KEGG MEDICUS for disease and drug information
The KEGG DRUG database is a chemical structure-based information resource for all prescription and OTC drugs in Japan including crude drugs and TCM formulas, as well as most prescription drugs in the USA and many prescription drugs from Europe. In addition to chemical structures (or chemical compositions for multi-component drugs) and therapeutic efficacy of about 9000 drugs (as of September 2009), different drug classification systems are maintained as part of the KEGG BRITE functional hierarchies. Some are based on the established classification systems to which KEGG DRUG entries are assigned, including the ATC (Anatomical Therapeutic Chemical) classification by WHO, therapeutic category of prescription drugs in Japan and classification of OTC drugs in Japan. There are additional classification systems developed by KEGG, including those for crude drugs and TCM formulas.

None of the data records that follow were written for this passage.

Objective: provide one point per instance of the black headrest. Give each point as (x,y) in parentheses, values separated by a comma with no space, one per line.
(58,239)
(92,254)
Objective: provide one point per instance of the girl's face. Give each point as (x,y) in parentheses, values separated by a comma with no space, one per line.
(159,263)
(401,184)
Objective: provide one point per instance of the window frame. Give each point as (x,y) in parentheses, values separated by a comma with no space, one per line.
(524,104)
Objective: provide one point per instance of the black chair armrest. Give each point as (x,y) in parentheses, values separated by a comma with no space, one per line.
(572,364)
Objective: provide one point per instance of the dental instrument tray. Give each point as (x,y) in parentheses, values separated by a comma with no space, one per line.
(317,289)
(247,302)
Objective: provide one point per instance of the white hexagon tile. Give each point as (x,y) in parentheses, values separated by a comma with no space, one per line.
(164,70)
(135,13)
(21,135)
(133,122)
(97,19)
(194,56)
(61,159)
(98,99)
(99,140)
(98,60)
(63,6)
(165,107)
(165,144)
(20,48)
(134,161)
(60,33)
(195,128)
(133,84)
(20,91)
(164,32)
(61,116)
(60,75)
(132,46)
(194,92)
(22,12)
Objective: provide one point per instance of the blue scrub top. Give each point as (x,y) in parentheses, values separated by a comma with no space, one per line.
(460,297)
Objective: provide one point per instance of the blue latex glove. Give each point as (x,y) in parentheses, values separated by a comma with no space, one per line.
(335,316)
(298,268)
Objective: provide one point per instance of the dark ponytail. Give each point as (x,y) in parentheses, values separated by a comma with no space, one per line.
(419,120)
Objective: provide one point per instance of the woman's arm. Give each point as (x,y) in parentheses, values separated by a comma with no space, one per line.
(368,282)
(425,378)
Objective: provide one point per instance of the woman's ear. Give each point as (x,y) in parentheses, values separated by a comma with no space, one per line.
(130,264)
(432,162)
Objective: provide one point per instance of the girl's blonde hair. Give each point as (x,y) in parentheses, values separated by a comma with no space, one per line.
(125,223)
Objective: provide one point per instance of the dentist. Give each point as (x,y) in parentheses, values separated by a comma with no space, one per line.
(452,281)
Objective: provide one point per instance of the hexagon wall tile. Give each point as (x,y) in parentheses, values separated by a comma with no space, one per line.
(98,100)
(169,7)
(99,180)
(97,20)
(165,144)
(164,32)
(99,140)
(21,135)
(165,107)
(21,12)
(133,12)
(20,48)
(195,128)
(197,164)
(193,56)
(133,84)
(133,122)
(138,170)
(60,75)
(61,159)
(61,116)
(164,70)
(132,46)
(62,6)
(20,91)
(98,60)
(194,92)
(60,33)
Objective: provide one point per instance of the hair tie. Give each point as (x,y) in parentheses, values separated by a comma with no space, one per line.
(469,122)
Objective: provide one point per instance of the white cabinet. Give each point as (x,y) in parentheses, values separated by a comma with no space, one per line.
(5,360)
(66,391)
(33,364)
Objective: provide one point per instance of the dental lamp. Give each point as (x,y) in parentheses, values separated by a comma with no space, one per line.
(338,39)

Furthermore, KEGG DRUG contains information about two types of molecular networks. The first network is a molecular interaction network representing interactions and/or relations with target molecules (often in the context of pathway maps), drug metabolizing enzymes, drug transporters and other drugs (especially those causing adverse effects). The second network is a network of chemical structure changes in small molecules, which includes series of chemical modifications introduced by medicinal chemists in the history of drug development (in the KEGG drug structure maps), secondary metabolic pathways for biosynthesis of druggable natural products and drug metabolism (both in the KEGG pathway maps). We have analyzed the chemical architecture of marketed drugs and the patterns of chemical structure transformations in the history of drug development (15
), in a similar spirit to the RDM patterns of chemical structure transformations in enzyme-catalyzed reactions. As illustrated in , the second network may be used to analyze the chemical architecture of natural products and the chemical architecture of marketed drugs towards drug discovery from the genomes of plants and microorganisms. Furthermore, the second network may have relevance in understanding drug metabolism and biodegradation of environmental substances by considering not only the human genome but also the metagenome of the human body.
KEGG accumulates knowledge about the networks of chemical structure transformations for linking genomes to chemical structures.